プロキシサーバーとは、クライアントとインターネットの間に入り、通信を代理・中継するシステム。

プロキシ(Proxy)は英語で「代理」や「代わり」を意味します。企業ネットワークにおいて、社員の端末(クライアント)が直接インターネットへアクセスするのを防ぎ、すべての通信をこの「代理のサーバー」経由で行わせることで、セキュリティの強化や通信の効率化を図ります。例えるなら、企業の「総合受付」のような役割です。外部とのやり取りをすべて受付が確認・記録し、安全と判断された通信のみを許可する仕組みとなっています。

プロキシサーバーの基本的な仕組み

プロキシは内部ネットワークを外部から隠蔽し、直接的な攻撃を防ぐ盾として機能する。

プロキシサーバーは、クライアントからのリクエストを受け取り、それに基づいて外部のWebサーバーからデータを取得します。ユーザーがWebブラウザを使用して特定のWebサイトにアクセスする場合、直接Webサーバーにアクセスするのではなく、プロキシサーバーが中継役となります。プロキシサーバーが受け取ったデータは再びクライアントに返送されるため、クライアントは直接外部サーバーと接触することなく情報を取得できます。これにより、万が一クライアントが標的にされても、プロキシが緩衝材となってバックエンドへの直接攻撃を防ぐ効果があります。

プロキシサーバーが必要とされる理由と利用例

アクセス制御、ログ監査、そして通信帯域の節約の3点が主な導入目的である。

プロキシサーバーが使われる主な理由は3つあります。1つ目は、社内のセキュリティポリシーを適用し、有害なサイトへのアクセスをブロックする(フィルタリング)ためです。IPA(情報処理推進機構)の「情報セキュリティ10大脅威」でも指摘されるランサムウェアやマルウェアの脅威から社内ネットワークを守るため、通信内容を監視し、不審な動きをネットワークの出口で確実に遮断します。

2つ目は、すべてのアクセスログを一元的に記録して監査に活用するためです。いつ、誰が、どのWebサイトを閲覧し、どのようなファイルをダウンロードしたかを追跡できる状態にしておくことは、監査対応や内部統制の観点から、もはや必須の記録です。

3つ目は、キャッシュを利用して通信帯域を節約し、ネットワーク管理を最適化するためです。特に限られた回線容量で多数の従業員が業務を行う環境では、重複アクセスを減らすことが全体のパフォーマンス向上に直結します。
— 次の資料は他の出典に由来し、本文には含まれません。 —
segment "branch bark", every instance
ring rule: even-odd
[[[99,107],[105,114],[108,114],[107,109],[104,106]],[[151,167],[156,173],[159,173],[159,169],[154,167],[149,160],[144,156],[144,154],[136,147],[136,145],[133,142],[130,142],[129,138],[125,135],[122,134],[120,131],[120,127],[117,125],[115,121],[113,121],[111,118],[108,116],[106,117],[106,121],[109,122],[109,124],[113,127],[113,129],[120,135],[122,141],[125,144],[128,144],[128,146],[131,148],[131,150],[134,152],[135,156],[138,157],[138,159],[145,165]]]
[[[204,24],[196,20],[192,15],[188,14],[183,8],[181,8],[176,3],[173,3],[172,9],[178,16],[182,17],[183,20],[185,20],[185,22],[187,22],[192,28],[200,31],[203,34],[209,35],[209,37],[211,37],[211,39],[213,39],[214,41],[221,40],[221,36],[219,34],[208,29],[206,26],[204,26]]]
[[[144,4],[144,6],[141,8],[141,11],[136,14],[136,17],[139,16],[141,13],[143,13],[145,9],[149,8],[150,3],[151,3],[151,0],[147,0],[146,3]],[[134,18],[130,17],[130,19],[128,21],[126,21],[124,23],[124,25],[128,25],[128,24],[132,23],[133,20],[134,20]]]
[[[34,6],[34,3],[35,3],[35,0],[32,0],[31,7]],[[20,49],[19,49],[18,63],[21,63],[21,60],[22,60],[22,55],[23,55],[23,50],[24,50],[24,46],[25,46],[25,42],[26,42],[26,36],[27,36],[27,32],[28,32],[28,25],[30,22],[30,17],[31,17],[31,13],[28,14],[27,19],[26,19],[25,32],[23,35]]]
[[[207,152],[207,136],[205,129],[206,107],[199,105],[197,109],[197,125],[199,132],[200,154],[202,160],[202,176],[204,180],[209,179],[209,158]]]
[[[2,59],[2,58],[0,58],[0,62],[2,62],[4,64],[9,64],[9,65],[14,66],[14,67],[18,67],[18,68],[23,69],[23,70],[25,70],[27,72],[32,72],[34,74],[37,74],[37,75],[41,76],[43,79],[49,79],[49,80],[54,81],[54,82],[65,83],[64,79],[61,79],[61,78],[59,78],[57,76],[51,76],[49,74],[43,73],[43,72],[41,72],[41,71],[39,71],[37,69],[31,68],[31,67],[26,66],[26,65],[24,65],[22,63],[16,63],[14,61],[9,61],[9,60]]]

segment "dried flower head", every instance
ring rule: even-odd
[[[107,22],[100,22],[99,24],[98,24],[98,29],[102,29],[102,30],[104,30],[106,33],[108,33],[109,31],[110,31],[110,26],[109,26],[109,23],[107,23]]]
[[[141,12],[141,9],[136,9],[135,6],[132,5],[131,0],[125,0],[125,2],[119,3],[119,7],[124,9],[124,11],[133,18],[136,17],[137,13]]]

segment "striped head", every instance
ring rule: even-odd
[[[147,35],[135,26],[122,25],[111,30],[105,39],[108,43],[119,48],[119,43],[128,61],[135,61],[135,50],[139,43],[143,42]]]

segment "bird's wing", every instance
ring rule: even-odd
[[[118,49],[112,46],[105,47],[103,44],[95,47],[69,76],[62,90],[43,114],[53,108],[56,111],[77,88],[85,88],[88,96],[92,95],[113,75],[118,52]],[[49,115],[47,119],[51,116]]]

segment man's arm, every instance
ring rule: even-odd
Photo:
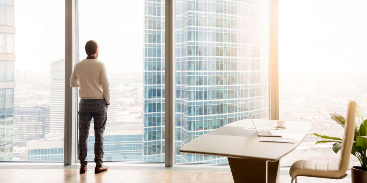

プロキシサーバーの基本構成と「総合受付」としての役割

▲ プロキシサーバーの基本構成と「総合受付」としての役割

SaaS管理とその周辺領域の情報を1冊に集約

「SMPと周辺領域」は、これまでリリースしてきたホワイトペーパーの最も重要な部分をピックアップ、再編集し、多忙なコーポレートIT担当者の方でもSaaS管理について一気に学べる入門書となっています。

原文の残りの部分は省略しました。